Sioux

Overview
- Service type: Inter-city rail
- Status: discontinued
- Locale: Midwestern United States
- First service: 1928
- Last service: April 30, 1971
- Former operator(s): Milwaukee Road

Route
- Termini: Chicago, Illinois Rapid City, South Dakota
- Distance travelled: 140 mi (230 km)
- Train number(s): 11 (westbound) 22 (eastbound)

On-board services
- Seating arrangements: Reclining seat lounge coaches
- Sleeping arrangements: Sections and drawing room; (eastbound only: compartment also available) (1948)
- Catering facilities: Parlor-dining service

Technical
- Track gauge: 4 ft 8+1⁄2 in (1,435 mm)

= Sioux (train) =

Former passenger train from Chicago, Illinois, to Rapid City, South Dakota

The Sioux was a named passenger train of the Milwaukee Road that operated between Chicago, Madison, Wisconsin, and Rapid City, South Dakota, via Prairie du Chien, Wisconsin and northern Iowa. The train, #11, westbound, and #22, eastbound, operated coaches, dining cars and sleeping cars through most of its history.

On the route the train included a dining car serving breakfast, and a first-class parlor car. However, by the post-war 1940s, the parlor car was combined with dining car functions. West of Madison it also operated as a mail train, making frequent stops. The train crossed the Mississippi River on the Pile–Pontoon Railroad Bridge.

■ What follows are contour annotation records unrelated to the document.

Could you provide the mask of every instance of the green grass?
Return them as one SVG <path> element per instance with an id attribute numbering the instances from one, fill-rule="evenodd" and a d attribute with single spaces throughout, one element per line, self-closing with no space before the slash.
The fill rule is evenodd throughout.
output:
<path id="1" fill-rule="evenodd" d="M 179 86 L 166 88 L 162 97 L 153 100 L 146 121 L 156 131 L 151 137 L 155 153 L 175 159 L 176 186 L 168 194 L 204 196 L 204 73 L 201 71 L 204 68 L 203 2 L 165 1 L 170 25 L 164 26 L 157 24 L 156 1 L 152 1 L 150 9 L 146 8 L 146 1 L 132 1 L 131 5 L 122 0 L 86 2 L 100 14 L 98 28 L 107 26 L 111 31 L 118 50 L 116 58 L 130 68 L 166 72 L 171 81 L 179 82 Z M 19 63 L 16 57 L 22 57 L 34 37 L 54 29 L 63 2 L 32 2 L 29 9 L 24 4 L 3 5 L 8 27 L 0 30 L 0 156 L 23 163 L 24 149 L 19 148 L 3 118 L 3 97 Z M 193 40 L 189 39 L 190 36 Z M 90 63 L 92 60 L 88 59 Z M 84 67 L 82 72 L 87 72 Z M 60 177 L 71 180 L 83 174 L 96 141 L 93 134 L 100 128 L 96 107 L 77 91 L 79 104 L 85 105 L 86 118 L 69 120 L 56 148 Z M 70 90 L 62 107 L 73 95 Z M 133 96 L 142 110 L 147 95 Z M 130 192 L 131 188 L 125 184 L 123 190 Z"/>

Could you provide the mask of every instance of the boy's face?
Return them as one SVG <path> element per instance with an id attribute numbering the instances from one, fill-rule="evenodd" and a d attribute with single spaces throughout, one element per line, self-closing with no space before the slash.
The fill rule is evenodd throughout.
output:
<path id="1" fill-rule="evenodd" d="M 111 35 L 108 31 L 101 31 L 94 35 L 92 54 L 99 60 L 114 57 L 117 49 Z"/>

On October 1, 1951, the train was cut back to a Chicago to Canton, South Dakota, service with prepaid taxi connections to nearby Sioux Falls. In the 1950s, the Sioux itinerary between Chicago's Union Station and Madison, Wisconsin was limited stops between Chicago and Walworth; and service in that latter territory was handled by suburban Milwaukee Road trains.

In 1960 the train was further cut back to a Chicago to Madison coach service. The train ceased operation on May 1, 1971, when Amtrak assumed responsibility for providing a national rail service.